Two reasons. First - I run a relatively complex smarthome setup, use some media retrieval software, store data etc. At the end of the day I have about 20 docker containers running from about 10 docker-compose files and managing the stuff became not very funny. Most important second reason - I wanted to learn k8s at semi-productional level.
- Manageable and observable workload, current and potential new
- Fast recovery from hardware issues (re-plug zwave controller and/or drive).
- Easy replacement of a machine
- Automatic ofsite backup of some of my storage
I've decided not to use single-board things like RPis but to use oudated Intel mini-desktops (avaiable for about 100 euro). I already had one and bought two more. RPis have not enough memory, SD cards are killed by intensive IO pretty fast and I wanted to have terabyte-scale storage without having a dedicated NAS. So ended up with Asus Vivo mediacomputer, Fujitsu mediabox and HP Elite 800. They have similar footprint, all in theory support 2 2.5 inch HDDs but Asus needed a special sled, Fuji required mSATA and HP uses Streamline SATA. So disk setup is a mess, all of them have 2nd HDD installed not in a pretty way. Fuji also had 100Mb Ethernet port so I had to buy a miniPCI Ethernet card. Now all machines have 0.8-2T HDD each, 1GbE Ethernet, 8Gb RAM. They are powered through a smart socket which reports that total power usage is between 40-100 Watt.
I use Ubuntu 22.04LTS as a base OS. There are no specific reasons for that, just a well-supported and convenient distro. Machines are installed as 'ubuntu-server'. For disk setup I've created two VGs - vg_root as a partition of one ssd and vg_opt as the rest. Root is 100Gi, rest goes to opt.

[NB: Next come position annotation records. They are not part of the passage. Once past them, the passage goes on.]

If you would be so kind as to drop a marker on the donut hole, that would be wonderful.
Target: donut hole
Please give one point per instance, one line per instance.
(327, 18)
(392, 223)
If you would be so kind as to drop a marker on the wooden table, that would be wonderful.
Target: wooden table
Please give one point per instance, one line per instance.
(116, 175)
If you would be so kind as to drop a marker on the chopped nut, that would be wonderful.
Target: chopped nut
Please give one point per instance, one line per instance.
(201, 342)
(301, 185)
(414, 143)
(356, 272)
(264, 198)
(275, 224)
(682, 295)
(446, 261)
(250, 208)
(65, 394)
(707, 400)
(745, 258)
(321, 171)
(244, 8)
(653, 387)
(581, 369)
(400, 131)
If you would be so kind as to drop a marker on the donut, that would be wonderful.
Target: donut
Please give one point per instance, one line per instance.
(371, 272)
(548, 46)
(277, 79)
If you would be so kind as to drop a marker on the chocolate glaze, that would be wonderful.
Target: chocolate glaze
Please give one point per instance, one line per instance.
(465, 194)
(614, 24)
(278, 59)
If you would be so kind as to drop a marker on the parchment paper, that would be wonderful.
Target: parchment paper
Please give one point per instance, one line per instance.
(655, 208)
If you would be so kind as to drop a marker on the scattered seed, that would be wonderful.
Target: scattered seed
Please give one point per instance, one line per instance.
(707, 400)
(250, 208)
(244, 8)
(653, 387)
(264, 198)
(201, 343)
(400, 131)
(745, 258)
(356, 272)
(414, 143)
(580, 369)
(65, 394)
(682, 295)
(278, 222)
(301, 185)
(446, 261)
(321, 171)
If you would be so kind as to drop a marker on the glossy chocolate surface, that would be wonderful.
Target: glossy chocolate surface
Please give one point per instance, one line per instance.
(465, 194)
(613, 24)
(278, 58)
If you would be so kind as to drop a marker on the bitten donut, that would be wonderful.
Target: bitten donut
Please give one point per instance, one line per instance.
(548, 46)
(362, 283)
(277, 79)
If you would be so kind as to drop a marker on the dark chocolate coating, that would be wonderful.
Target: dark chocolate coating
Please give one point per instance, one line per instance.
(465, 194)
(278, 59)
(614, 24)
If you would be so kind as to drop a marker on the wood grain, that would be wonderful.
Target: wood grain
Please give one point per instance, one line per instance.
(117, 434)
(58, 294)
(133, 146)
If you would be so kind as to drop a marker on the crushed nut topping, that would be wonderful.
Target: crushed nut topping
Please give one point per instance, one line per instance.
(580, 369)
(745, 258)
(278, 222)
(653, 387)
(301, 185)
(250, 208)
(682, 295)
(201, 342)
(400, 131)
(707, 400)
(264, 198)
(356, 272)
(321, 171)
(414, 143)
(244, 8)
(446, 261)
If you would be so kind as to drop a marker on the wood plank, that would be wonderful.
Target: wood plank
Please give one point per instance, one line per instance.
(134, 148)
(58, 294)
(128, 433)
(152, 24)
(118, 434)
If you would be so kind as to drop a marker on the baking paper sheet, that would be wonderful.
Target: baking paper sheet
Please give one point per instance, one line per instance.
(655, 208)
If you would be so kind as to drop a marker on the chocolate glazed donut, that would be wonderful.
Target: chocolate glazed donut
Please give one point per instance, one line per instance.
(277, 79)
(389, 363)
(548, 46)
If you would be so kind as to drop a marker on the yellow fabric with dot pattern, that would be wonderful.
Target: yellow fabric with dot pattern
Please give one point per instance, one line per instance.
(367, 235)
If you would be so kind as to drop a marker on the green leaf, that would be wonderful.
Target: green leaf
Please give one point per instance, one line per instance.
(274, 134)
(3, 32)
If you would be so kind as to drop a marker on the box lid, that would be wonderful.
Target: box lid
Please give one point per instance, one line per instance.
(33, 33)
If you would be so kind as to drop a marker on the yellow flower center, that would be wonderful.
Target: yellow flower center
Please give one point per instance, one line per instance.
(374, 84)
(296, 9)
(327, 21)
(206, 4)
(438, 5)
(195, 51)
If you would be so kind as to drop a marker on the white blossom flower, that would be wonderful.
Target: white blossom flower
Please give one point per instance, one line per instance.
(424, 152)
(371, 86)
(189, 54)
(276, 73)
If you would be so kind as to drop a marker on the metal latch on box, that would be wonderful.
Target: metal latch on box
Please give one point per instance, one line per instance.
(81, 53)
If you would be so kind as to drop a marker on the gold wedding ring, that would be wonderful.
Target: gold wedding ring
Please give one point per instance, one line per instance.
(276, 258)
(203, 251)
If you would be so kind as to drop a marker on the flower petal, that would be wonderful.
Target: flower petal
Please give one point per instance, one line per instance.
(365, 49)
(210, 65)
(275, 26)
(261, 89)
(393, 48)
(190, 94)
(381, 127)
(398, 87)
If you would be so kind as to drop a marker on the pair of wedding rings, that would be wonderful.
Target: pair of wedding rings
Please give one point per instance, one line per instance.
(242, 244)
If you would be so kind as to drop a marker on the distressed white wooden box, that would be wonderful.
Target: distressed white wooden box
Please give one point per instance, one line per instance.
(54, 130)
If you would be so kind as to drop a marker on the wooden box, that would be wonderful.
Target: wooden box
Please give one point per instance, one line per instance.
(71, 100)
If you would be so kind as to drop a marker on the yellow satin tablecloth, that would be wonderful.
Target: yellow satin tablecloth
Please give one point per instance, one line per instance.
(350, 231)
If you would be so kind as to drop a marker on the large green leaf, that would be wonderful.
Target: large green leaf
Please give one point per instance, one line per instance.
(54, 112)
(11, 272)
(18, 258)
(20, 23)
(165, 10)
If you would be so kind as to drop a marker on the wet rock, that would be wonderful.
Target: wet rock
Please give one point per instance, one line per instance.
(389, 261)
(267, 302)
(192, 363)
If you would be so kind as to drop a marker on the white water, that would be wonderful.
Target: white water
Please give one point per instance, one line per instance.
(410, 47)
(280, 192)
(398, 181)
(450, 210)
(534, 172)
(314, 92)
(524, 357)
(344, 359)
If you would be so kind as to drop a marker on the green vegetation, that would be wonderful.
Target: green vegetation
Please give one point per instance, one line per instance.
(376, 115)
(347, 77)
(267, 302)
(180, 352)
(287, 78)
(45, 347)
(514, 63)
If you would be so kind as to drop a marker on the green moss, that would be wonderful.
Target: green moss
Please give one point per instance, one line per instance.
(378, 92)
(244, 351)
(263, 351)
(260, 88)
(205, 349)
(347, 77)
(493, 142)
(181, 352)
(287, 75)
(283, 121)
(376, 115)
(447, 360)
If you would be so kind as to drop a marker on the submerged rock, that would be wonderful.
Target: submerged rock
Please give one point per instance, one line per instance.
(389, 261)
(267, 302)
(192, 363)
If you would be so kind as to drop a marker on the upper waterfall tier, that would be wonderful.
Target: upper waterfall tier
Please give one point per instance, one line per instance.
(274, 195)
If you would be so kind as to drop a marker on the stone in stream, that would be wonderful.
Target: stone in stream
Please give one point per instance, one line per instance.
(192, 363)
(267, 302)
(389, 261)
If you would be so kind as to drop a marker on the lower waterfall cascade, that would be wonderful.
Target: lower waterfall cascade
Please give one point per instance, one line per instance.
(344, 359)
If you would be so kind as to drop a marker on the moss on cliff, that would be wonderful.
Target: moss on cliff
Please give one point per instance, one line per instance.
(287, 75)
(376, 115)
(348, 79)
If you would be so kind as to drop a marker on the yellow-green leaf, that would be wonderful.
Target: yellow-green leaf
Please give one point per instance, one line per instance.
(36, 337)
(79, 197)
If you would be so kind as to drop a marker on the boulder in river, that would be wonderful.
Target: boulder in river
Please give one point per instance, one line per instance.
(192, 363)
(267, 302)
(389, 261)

The only exception is Asus which was installed long time ago and has a big media collecton. So Asus has a single VG with 50Gb root and 800Gb opt. Smarthome has both zwave and zigbee networks so Asus has two USB controllers for those networks.
I've decided to go with K3S, mostly to save RAM. I could go with vanilla k8s as well as I understand.
Initially I've set up Master on Fujitsu with mostly default parameters (only traefik
disabled). However pretty soon I've realized that single-master k3s cluster uses Sqlite DB to store all the cluster data.
K3s allows easily to switch cluster datastore to an external SQL db or to embedded etcd.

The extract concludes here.